Thinking about getting a dog but don’t know where to start? Check out these seven dog breeds that are ideal for millennials, according to the American Kennel Club.
7 Dog Breeds Perfect for Millennials
Ken Redding/Getty Images
Ideal for the millennial who is a sports fanatic, Australian Shepherds will never let you train alone. This energetic breed will happily join you for a jog or a weekend walk, as they need to play and exercise a lot on their own.
Vincent Marmy / 500px/Getty Images
New Yorkers and Angelenos, listen up. Averaging 10 to 25 pounds and about 16 inches tall, Boston terriers are the perfect dogs to adopt if you live in a small apartment. The AKC notes that their exercise requirements are quite minimal, so a nice walk around the neighborhood will suffice. Plus, they are quite quiet and usually keep to themselves, so you don’t have to worry about disturbing your roommates.
Vsevolod Vlasenko / Getty Images
Small but mighty, these tiny pups are great for apartment dwellers who don’t mind having a little chatter in their home as they are moderately active. Known for their adaptable nature, friendly demeanor and feisty personalities, Dachshunds would be a good fit whether you bring them in a family with children or ride them alone.
feng xu/Getty Images
Sure, they might be a little stubborn, but hey, isn’t that one of the defining traits of millennials anyway? (We will never not bear) skinny jeans!) These very independent canines may not sit when you want them to sit or fetch when commanded, but they are known for being on the quiet side and are very attentive to their people.

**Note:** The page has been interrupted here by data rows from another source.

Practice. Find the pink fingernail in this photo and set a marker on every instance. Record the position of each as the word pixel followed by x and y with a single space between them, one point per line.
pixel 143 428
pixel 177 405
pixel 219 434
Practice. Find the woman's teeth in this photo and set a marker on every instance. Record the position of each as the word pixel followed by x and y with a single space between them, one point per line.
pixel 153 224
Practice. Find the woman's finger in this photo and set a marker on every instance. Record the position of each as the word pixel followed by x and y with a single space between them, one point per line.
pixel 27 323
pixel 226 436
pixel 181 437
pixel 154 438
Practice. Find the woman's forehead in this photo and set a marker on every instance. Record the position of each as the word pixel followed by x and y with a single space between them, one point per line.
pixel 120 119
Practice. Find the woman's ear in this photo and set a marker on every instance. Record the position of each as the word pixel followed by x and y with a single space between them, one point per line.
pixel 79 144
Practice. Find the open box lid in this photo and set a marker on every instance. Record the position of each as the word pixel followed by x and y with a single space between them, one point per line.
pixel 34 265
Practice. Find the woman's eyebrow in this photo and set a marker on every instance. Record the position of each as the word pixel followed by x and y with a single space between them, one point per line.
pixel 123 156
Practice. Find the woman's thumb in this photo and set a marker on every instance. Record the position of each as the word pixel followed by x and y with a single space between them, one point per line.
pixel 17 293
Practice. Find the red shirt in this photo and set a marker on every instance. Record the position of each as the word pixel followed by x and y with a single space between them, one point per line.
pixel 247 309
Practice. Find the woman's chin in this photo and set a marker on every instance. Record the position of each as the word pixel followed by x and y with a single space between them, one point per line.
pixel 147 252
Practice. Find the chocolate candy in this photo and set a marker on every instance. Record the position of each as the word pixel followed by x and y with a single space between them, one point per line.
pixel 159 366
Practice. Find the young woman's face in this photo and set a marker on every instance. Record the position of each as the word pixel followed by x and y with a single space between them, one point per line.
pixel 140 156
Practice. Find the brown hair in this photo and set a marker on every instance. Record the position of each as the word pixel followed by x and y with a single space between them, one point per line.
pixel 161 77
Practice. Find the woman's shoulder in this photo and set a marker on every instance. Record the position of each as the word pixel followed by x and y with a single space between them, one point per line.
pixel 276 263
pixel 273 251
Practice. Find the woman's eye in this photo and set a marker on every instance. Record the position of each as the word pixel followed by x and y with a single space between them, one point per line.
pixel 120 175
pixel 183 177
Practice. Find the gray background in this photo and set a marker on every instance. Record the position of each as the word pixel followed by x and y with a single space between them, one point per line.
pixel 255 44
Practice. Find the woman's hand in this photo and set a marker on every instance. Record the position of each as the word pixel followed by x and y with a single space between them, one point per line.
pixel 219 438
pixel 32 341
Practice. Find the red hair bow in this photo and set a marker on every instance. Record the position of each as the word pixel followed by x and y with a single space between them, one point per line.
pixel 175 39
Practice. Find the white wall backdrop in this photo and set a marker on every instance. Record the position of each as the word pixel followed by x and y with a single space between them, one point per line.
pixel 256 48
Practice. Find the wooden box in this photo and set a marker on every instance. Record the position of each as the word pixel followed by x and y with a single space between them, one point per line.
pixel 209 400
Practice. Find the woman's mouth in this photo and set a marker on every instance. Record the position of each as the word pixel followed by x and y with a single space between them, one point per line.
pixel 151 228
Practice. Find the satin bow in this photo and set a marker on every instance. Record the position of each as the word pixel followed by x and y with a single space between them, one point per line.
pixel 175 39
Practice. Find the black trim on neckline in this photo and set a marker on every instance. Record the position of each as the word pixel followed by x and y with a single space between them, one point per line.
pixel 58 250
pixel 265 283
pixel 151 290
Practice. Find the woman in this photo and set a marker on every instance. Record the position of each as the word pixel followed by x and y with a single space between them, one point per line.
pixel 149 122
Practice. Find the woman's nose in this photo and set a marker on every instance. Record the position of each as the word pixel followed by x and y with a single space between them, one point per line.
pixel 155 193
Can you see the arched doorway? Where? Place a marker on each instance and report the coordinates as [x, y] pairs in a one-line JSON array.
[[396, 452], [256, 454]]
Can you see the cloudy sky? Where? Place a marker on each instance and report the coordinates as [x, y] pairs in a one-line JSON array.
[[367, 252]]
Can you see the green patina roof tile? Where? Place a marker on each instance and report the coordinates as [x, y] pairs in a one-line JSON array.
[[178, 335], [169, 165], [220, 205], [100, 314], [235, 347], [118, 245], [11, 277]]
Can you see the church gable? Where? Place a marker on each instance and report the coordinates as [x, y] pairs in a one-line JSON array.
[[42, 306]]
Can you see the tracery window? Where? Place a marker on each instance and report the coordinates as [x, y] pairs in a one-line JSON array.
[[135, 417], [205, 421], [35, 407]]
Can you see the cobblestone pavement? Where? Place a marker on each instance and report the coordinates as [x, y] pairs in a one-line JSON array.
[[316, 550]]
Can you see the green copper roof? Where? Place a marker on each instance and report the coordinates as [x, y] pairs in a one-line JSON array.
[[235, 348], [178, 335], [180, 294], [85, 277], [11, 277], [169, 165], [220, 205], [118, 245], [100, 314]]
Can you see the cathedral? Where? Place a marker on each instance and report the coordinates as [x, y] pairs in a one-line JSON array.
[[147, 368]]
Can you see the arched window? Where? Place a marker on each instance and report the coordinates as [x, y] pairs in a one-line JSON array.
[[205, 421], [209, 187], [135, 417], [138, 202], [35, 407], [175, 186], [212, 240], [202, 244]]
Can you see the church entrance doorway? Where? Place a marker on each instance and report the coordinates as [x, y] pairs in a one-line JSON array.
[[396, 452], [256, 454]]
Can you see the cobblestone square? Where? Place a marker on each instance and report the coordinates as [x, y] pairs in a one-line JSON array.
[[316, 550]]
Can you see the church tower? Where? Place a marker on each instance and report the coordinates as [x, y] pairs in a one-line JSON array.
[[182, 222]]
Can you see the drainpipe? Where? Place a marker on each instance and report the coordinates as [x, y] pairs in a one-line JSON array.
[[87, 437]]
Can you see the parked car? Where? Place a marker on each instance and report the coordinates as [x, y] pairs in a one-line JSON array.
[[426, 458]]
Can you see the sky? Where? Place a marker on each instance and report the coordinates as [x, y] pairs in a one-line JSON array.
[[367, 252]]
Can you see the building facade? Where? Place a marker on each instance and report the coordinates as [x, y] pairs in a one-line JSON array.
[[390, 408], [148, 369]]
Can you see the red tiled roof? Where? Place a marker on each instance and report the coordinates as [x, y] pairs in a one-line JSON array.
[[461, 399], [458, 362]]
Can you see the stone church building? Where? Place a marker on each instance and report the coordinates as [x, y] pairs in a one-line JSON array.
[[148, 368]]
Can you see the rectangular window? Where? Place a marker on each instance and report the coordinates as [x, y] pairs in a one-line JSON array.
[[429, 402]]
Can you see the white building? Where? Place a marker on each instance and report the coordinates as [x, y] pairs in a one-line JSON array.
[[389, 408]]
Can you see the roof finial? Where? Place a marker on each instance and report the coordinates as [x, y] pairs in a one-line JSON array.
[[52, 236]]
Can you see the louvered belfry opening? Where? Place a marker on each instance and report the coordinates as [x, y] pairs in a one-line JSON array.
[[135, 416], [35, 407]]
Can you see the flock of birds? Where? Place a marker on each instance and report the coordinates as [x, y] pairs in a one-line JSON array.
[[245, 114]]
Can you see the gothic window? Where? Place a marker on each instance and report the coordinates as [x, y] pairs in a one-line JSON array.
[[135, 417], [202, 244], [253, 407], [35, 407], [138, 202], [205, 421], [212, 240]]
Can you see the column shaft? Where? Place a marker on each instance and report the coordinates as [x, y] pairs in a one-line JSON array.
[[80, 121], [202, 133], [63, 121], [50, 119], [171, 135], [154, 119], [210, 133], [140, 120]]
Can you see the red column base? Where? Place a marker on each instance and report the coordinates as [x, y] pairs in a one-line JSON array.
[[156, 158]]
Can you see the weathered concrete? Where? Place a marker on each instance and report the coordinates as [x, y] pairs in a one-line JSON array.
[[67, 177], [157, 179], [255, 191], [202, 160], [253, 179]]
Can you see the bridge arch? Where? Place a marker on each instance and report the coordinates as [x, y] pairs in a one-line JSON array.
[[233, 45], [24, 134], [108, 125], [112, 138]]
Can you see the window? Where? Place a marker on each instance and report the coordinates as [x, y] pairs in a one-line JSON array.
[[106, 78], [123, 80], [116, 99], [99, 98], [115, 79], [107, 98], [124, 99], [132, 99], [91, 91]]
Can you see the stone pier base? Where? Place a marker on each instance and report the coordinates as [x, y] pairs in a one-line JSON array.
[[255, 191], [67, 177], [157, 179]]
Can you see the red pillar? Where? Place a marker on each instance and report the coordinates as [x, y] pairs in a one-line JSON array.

Holly Hildreth/Getty Images
If their chunky legs and little toddles down the hall won’t put a smile on your face, then their ultra-cuddly personalities certainly will. Corgis are known for being one of the friendliest breeds of dogs, making them a great companion to have when a severe case of deja virus hits. And unlike Shiba Inus, these guys are super easy to train.
Sue Zellers/Getty Images
Another pick for the highly athletic millennials out there, Belgian Malinois is all about staying active. Take them for a run on the beach or keep them by your side while training for a marathon, these gentle giants keep up with it with ease. Not only are they highly energetic, but they are also the ultimate watchdogs. Averaging anywhere from 55 to 66 pounds, these dogs are fiercely loyal and very protective of their owners.
Dog person or not, everyone loves a schnauzer and it’s simply because of their innate charm and friendly personalities. These pups are known for their infectious energy and wild sense of adventure, so feel free to bring them along if you have a new bucket list destination for your next vacation.